Morreu Elsa Aguirre aos 95 anos, ícone da Idade de Ouro do cinema mexicano e muito mais que um rosto

Camille Lefèvre

Os obituários recorrem, quase em uníssono, à mesma palavra: rosto. Elsa Aguirre, que faleceu, está a ser chorada em todo o México como um dos últimos rostos vivos da Época de Ouro do cinema do país — e a expressão, pensada como pura homenagem, repete silenciosamente os mesmos termos pelos quais a sua era a contratou. A mitologia de meados do século do cinema mexicano foi construída em torno de mulheres que a câmara fotografava com muito mais frequência do que escrevia para elas.

Aguirre chegou aos estúdios da forma como esse sistema preferia que as suas mulheres chegassem — não do palco, de uma companhia ou de uma escola de teatro, mas de um concurso de beleza, descoberta quando era adolescente por uma produtora e colocada quase de imediato diante da câmara. A Época de Ouro que hoje canonizamos como um cinema de autor — as composições grandiosas, os grandes realizadores e os seus diretores de fotografia, as retrospetivas que ostentam os seus nomes — era também uma fábrica que classificava as suas atrizes primeiro pelos rostos e, em segundo plano, pelo seu talento.

E, no entanto, o arquivo que ela deixa resiste a essa classificação. Em cerca de quatro dezenas de filmes, percorreu a comédia, o musical ranchera, o melodrama, a ação e a fantasia, contracenando com quase todos os ídolos masculinos que o período produziu — Pedro Infante, Jorge Negrete, Pedro Armendáriz, Arturo de Córdova, Ignacio López Tarso. Numa das imagens que o seu país repetirá esta semana, Infante vira-se e canta para ela; ela é a gravidade para a qual a canção é escrita, e o público guardou o momento durante sete décadas. Atribuam a composição do estúdio ao enquadramento, se quiserem — a atuação que mantém esse enquadramento é dela.
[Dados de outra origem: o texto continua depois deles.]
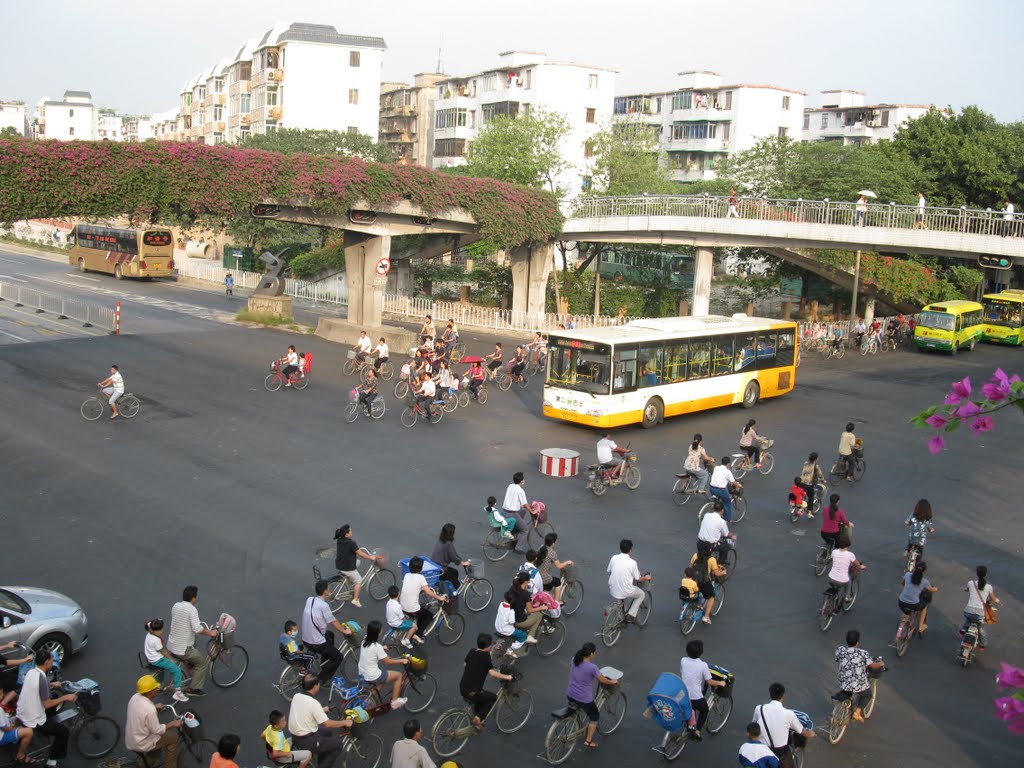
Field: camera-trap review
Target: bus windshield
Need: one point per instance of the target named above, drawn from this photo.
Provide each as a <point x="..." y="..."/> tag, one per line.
<point x="999" y="312"/>
<point x="581" y="366"/>
<point x="937" y="321"/>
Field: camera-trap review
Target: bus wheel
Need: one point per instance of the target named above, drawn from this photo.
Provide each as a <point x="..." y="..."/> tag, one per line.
<point x="752" y="394"/>
<point x="652" y="413"/>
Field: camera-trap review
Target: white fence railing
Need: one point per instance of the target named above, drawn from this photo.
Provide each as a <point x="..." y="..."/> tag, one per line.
<point x="58" y="306"/>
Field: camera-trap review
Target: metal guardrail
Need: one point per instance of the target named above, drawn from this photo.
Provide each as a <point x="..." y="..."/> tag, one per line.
<point x="887" y="215"/>
<point x="90" y="315"/>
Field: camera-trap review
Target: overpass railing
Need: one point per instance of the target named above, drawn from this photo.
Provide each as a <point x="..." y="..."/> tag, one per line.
<point x="887" y="215"/>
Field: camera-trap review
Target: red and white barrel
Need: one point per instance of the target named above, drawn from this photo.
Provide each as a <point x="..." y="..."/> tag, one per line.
<point x="559" y="462"/>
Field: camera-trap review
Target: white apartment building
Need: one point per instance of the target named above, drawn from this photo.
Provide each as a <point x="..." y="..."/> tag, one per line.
<point x="704" y="120"/>
<point x="12" y="115"/>
<point x="844" y="117"/>
<point x="523" y="81"/>
<point x="306" y="76"/>
<point x="73" y="118"/>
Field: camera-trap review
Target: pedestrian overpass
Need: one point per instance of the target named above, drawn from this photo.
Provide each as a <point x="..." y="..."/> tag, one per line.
<point x="783" y="226"/>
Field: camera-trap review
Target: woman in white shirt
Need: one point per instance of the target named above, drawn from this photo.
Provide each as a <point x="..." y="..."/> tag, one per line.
<point x="371" y="654"/>
<point x="978" y="593"/>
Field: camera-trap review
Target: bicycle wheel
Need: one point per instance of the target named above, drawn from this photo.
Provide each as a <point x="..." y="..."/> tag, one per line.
<point x="838" y="721"/>
<point x="478" y="595"/>
<point x="738" y="508"/>
<point x="96" y="736"/>
<point x="198" y="754"/>
<point x="549" y="643"/>
<point x="380" y="583"/>
<point x="561" y="738"/>
<point x="92" y="409"/>
<point x="612" y="712"/>
<point x="365" y="752"/>
<point x="450" y="732"/>
<point x="513" y="711"/>
<point x="688" y="619"/>
<point x="409" y="417"/>
<point x="851" y="593"/>
<point x="290" y="681"/>
<point x="571" y="596"/>
<point x="421" y="691"/>
<point x="674" y="743"/>
<point x="825" y="614"/>
<point x="228" y="667"/>
<point x="611" y="630"/>
<point x="869" y="707"/>
<point x="128" y="407"/>
<point x="719" y="713"/>
<point x="496" y="546"/>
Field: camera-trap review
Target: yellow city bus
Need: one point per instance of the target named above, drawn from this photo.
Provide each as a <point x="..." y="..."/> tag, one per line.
<point x="123" y="253"/>
<point x="949" y="326"/>
<point x="1004" y="312"/>
<point x="643" y="371"/>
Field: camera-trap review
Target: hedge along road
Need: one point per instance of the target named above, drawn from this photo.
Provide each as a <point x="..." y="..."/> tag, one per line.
<point x="222" y="484"/>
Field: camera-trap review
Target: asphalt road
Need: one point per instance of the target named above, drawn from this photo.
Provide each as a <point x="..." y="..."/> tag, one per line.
<point x="220" y="483"/>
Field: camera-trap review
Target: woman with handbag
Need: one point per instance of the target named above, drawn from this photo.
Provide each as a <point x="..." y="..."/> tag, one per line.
<point x="980" y="605"/>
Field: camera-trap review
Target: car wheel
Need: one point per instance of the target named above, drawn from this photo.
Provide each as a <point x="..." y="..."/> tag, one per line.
<point x="57" y="645"/>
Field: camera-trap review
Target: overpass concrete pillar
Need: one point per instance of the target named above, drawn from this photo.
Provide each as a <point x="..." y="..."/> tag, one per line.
<point x="366" y="287"/>
<point x="530" y="267"/>
<point x="704" y="265"/>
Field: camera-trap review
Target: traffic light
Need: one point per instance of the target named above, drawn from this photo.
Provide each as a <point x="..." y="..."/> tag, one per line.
<point x="995" y="262"/>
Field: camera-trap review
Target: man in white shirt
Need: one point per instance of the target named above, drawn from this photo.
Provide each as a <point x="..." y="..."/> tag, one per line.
<point x="623" y="578"/>
<point x="36" y="709"/>
<point x="316" y="617"/>
<point x="311" y="728"/>
<point x="776" y="722"/>
<point x="113" y="386"/>
<point x="181" y="638"/>
<point x="515" y="504"/>
<point x="721" y="479"/>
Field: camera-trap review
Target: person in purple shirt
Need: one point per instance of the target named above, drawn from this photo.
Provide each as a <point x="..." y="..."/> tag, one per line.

O argumento mais forte para Aguirre, no entanto, reside fora da Época de Ouro, no que ela fez quando esta colapsou. Quando o sistema de estúdios que a descobriu se dissolveu, as atrizes que ele definira pela juventude e pelo glamour foram, regra geral, descartadas com ele. Aguirre não foi. Continuou a trabalhar — na televisão, nas telenovelas, numa longa vida pública — durante décadas depois de a máquina que a criara ter parado, e ainda dava entrevistas, lúcida e completamente senhora de si, nos seus meados dos noventa. Essa resistência é a parte que nenhum estúdio alguma vez escreveu, e a parte com que o obituário do “rosto bonito” luta para lidar.

Toda a sua geração de atrizes mexicanas tem sido mal servida pela forma como a Época de Ouro é lembrada: como um panteão de realizadores e estrelas masculinas cantantes, com as mulheres dispostas à sua volta como decoração luminosa. As retrospetivas creditam os cineastas pela luz; raramente perguntam quem estava de pé nela, ou o que ela fazia com um papel que o argumento mal se dava ao trabalho de lhe dar. A carreira de Aguirre lê-se como uma correção permanente — prova de que a agência, dentro daquele sistema, vivia sobretudo nas atuações que o seu enquadramento foi concebido para ignorar.

Aguirre tinha 95 anos. A sua morte foi confirmada pela Asociación Nacional de Intérpretes do México, que a considerou uma das atrizes mais emblemáticas da Época de Ouro; nenhuma causa foi divulgada. Nascida em Chihuahua em 1930 e descoberta antes de sair da adolescência, foi homenageada no final da vida por uma carreira que abrangeu mais de oito décadas, e falara há apenas meses em guardar a sua saúde, como disse, até ao fim.

O último dos rostos da Época de Ouro desapareceu. O que sobrevive é a coisa mais difícil e melhor que a era estava demasiado deslumbrada para notar na altura — a atriz que esteve sempre por detrás dele.